Jesus responding saying “You have heard it said, but I say to you…” meaning God’s Kingdom wasn’t to be found in strict adherence to ritual and observation, but that it was born in the human heart.

In the end, Jesus was killed not because he came as a conquering military hero.

He was humiliated and killed by those who believed that God’s Kingdom could only be found in the power of empire, similar to today and those believe that God somehow needs “a nod from the empire” to be present.

They believed God’s Kingdom could only be found when everyone was subjugated under their interpretation of God, similar to today and those who use blend their interpretation of God and the power of empire to delineate who is in and who is out.

But God said “no”.

God, through Christ, showed us that He could not be contained to or defined by one people.

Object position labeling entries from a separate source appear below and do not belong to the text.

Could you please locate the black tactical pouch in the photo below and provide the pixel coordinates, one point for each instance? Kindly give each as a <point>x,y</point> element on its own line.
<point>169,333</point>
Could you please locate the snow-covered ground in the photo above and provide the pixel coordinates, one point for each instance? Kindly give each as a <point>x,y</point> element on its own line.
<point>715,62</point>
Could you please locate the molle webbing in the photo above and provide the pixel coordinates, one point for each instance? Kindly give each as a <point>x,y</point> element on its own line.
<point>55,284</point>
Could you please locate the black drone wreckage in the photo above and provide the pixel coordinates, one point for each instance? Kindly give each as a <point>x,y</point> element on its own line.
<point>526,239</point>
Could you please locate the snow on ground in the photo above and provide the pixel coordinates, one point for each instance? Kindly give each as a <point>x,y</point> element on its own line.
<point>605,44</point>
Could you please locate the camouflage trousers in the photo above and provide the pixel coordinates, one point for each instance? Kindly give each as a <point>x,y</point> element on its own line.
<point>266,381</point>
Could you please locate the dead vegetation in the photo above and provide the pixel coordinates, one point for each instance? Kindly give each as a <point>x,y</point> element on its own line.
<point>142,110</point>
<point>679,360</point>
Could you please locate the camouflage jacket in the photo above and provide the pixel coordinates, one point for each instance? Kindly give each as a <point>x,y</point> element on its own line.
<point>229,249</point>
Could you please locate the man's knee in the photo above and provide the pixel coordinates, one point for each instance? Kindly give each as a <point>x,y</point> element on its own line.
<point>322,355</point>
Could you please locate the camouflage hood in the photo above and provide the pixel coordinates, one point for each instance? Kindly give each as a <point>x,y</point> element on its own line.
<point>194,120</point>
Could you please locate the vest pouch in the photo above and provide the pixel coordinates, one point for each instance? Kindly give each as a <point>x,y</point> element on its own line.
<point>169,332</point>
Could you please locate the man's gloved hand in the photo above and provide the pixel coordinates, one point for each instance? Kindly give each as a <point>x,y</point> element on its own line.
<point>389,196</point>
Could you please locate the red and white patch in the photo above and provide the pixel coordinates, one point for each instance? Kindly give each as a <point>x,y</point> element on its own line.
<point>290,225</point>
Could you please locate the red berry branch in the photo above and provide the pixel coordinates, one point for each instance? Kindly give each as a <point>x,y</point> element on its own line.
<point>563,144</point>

When tragedy befalls our world, no matter whether it impacts us personally or is half a world away, we feel helpless.

Some ask where God was.

Some ask God how could He let this happen.

Some even curse God.

We do this because these incidents are, like in the OT, forcing us to look into the mirror and see our own culpability for the society we’ve created.

We respond that way because we don’t want to believe we’ve created this society and we don’t believe we can do anything about it.

We forget we’ve already been shown the way.

When Jesus told us “The Kingdom of Heaven is within you / is at hand”, he was not talking about a nation built upon the Law and Rituals.

He said we, through Christ, have the ability to bring the Kingdom to Earth.

When Jesus said “I tell you the truth, anyone who believes in me will do the same works I have done, and even greater works…” he was speaking to us individually and us in community.

Jesus, although He was God, he also knew that he was one man, one light in this broken world of darkness.

He knew, and He told us, that in community (wherever two or more are gathered… a cord of three strands) we are capable of more than we could possibly imagine than we are alone.

The answer is not plastering God all over our schools, our money, and all the signs of empire.

The answer is not determining who is in and who is out based upon strict adherence to what sections of the Law we deem most important.

The answer is not getting more butts in the seats at our Sunday services.

The answer is not more metal detectors, more armed guards, or more guns.

The answer is simple.

Love your neighbors.

Love your enemies.

Speak for the voiceless.

Weep with those that mourn.

Feed and clothe the hungry and naked.

Liberate people from their prisons.

Protect the innocent.

Do not return evil for evil.

We are the hands and feet of Christ.

Advent is the season of waiting, of anticipation.

While most in this season reflect on waiting for Christ to come, I believe Advent is God waiting for us to remember that we are the ones we are waiting for.